In this model, a portion of transaction fees is automatically allocated to the DAO treasury, but no revenue is directly distributed to UNI holders. Instead, a smart contract purchases UNI on the open market and destroys it, thereby reducing supply and indirectly supporting value. All decisions governing this process are made through DAO voting, and the Uniswap Foundation does not interfere.
The key change lies in how this behavior is interpreted.
Early buybacks were seen as a form of "profit distribution" to investors. The 2025 model, however, redefines the mechanism as a supply adjustment, operating as part of network policy rather than intentionally influencing prices.
This structure does not conflict with the SEC's 2022 views and falls under the "digital goods" category as defined in the Clarity Act. Once tokens are considered commodities rather than securities, adjusting the supply becomes more like a monetary policy tool than a dividend-like payment.
The Uniswap Foundation stated in its proposal that "this environment has changed" and that "regulatory clarity in the United States is evolving." The key insight here is that regulators have not explicitly authorized buybacks. Instead, clearer regulatory boundaries have allowed agreements to be designed to meet compliance expectations.
In the past, any form of buyback was considered a regulatory risk. By 2025, the question has shifted from "whether buybacks should be allowed" to "whether their design can avoid triggering securities concerns."
This shift opens up space for repurchases to be implemented within a compliant framework.
6. Agreement to implement the repurchase
A representative protocol implementing a buyback and burn mechanism in 2025 is Hyperliquid. Its structure illustrates several key characteristics:
- Automation mechanism : Buybacks and destructions are based on protocol rules, rather than decisions made at the discretion of the foundation.
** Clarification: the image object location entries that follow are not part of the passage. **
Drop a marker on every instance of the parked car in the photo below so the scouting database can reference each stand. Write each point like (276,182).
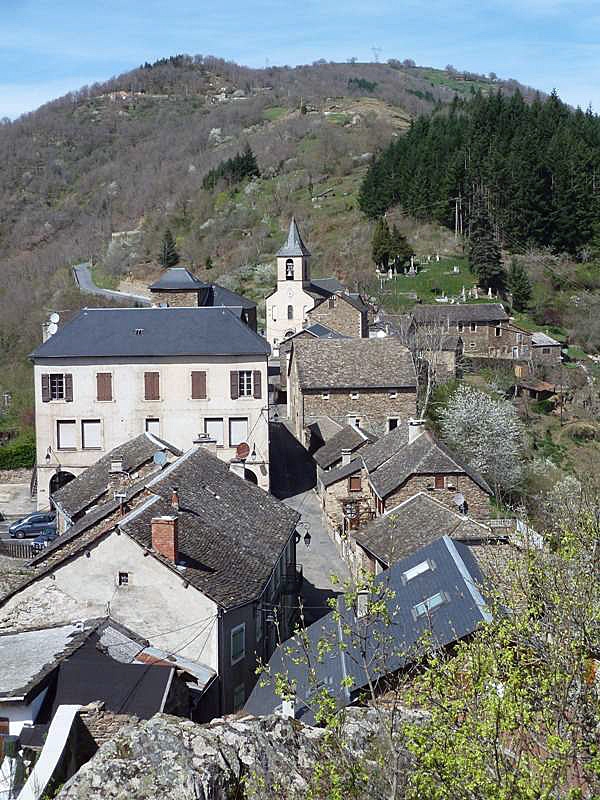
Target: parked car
(46,537)
(32,525)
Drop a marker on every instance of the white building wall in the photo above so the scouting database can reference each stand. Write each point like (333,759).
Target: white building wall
(124,417)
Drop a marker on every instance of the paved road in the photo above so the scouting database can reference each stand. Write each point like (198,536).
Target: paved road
(83,278)
(293,480)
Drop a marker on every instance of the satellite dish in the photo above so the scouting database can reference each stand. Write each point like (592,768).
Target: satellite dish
(242,450)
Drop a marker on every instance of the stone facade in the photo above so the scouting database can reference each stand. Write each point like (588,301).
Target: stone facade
(341,316)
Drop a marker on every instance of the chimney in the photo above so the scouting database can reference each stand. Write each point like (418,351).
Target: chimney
(415,428)
(207,441)
(165,537)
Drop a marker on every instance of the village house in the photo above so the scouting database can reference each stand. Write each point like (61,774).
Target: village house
(111,374)
(369,383)
(201,563)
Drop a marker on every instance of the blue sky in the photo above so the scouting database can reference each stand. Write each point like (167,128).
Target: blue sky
(48,47)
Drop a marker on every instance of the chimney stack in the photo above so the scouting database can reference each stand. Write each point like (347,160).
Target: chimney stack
(415,428)
(165,538)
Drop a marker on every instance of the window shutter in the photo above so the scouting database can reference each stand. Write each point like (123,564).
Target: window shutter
(69,388)
(45,388)
(257,384)
(103,386)
(199,385)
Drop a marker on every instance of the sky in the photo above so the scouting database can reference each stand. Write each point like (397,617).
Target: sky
(50,47)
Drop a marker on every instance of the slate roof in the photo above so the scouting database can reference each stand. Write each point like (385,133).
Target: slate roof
(456,574)
(231,532)
(85,490)
(152,332)
(354,364)
(413,524)
(424,456)
(349,438)
(460,312)
(177,279)
(294,246)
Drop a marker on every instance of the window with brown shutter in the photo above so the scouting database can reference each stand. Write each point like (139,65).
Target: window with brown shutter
(151,386)
(104,386)
(198,385)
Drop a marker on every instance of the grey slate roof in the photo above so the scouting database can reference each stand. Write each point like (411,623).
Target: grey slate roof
(231,532)
(413,524)
(424,456)
(152,332)
(460,312)
(87,488)
(294,245)
(349,437)
(456,574)
(177,279)
(354,364)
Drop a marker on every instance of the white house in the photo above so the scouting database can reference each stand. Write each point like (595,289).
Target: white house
(110,374)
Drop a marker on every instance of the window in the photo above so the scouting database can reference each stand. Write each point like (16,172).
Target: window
(91,434)
(355,483)
(414,572)
(238,643)
(433,602)
(245,383)
(66,434)
(151,386)
(238,430)
(153,425)
(239,697)
(215,429)
(103,387)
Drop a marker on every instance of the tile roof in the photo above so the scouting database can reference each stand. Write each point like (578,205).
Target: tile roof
(350,437)
(460,312)
(424,456)
(152,332)
(354,364)
(294,246)
(413,524)
(352,642)
(92,484)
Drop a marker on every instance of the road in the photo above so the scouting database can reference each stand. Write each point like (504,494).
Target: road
(83,278)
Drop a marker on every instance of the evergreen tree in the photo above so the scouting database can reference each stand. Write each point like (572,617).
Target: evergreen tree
(168,256)
(520,286)
(381,246)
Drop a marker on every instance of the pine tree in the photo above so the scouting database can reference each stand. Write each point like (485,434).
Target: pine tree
(520,286)
(168,256)
(381,246)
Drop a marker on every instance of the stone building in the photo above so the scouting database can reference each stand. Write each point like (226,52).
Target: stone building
(370,383)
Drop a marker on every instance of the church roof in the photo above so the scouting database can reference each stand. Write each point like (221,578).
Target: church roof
(294,245)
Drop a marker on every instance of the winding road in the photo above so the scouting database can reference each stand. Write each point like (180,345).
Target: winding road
(83,278)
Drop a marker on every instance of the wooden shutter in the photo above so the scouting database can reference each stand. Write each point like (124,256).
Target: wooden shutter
(45,388)
(257,384)
(151,386)
(104,386)
(69,388)
(198,385)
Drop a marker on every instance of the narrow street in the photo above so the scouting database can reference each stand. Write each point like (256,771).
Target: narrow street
(293,479)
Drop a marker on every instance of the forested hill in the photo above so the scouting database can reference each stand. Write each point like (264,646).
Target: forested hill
(537,164)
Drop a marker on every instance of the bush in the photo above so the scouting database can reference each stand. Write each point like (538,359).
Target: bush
(20,453)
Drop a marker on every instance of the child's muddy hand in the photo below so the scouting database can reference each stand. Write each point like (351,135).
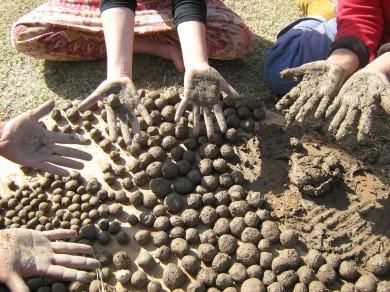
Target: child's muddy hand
(29,253)
(356,104)
(319,83)
(26,142)
(122,103)
(202,88)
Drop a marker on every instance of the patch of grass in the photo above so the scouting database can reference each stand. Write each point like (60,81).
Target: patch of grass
(26,82)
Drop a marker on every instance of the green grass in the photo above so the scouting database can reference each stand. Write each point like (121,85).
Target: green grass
(26,82)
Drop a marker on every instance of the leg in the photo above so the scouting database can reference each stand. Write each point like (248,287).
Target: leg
(304,41)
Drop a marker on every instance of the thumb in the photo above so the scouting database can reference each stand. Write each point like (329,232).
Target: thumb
(42,110)
(16,284)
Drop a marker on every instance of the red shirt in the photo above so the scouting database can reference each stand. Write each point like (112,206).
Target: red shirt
(367,20)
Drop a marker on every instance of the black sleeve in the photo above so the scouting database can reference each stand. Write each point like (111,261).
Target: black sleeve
(355,45)
(106,4)
(187,10)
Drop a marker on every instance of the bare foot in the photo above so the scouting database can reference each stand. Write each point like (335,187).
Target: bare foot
(159,49)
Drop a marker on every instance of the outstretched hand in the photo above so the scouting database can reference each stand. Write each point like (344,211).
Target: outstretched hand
(319,83)
(357,101)
(202,88)
(27,253)
(121,101)
(26,142)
- Non-foundation revenue streams : Revenue does not flow into wallets controlled by the foundation, or even if it does, the foundation cannot use it to influence prices.
- No direct fee sharing : Revenue is not paid to token holders. It is used solely for supply adjustments or network operating costs.
The key point is that this model no longer promises direct economic benefits to token holders. It functions as the network's supply policy. The mechanism has been redesigned to fit the boundaries that regulators are willing to accept.

However, this does not mean that all buybacks are safe.
While buybacks are regaining momentum, not every implementation carries the same regulatory risks. The regulatory shift in 2025 opens the door to structurally compliant buybacks, rather than discretionary, one-off, or foundation-driven programs.
The SEC's logic remains consistent:
- If the foundation decides when to buy in the market, it reinforces the explanation of "intentionally supporting prices".
- Even with DAO voting, if the authority to upgrade or execute ultimately rests with the foundation, it does not meet the requirements of decentralization.
- If value is accumulated for a specific holder rather than being destroyed, it is similar to a dividend.
- If income flows from the foundation to the market for purchases, leading to price appreciation, it reinforces investor expectations and aligns with the elements of the Howey Test.
In short, discretionary, occasional, or foundation-controlled buybacks still cannot escape securities scrutiny.
It's also important to note that buybacks do not guarantee price appreciation. Burning reduces supply, but it's merely a long-term token economic mechanism. Burning cannot make weak projects stronger; conversely, strong projects can strengthen their fundamentals through a well-designed burning system.
- 核心观点:监管转变使加密回购机制重现市场。
- 关键要素:
- SEC转向评估实际去中心化程度。
- 《清晰法案》将代币重新分类为数字商品。
- Hyperliquid等协议采用自动化回购销毁机制。
- 市场影响:为合规代币经济设计开辟新空间。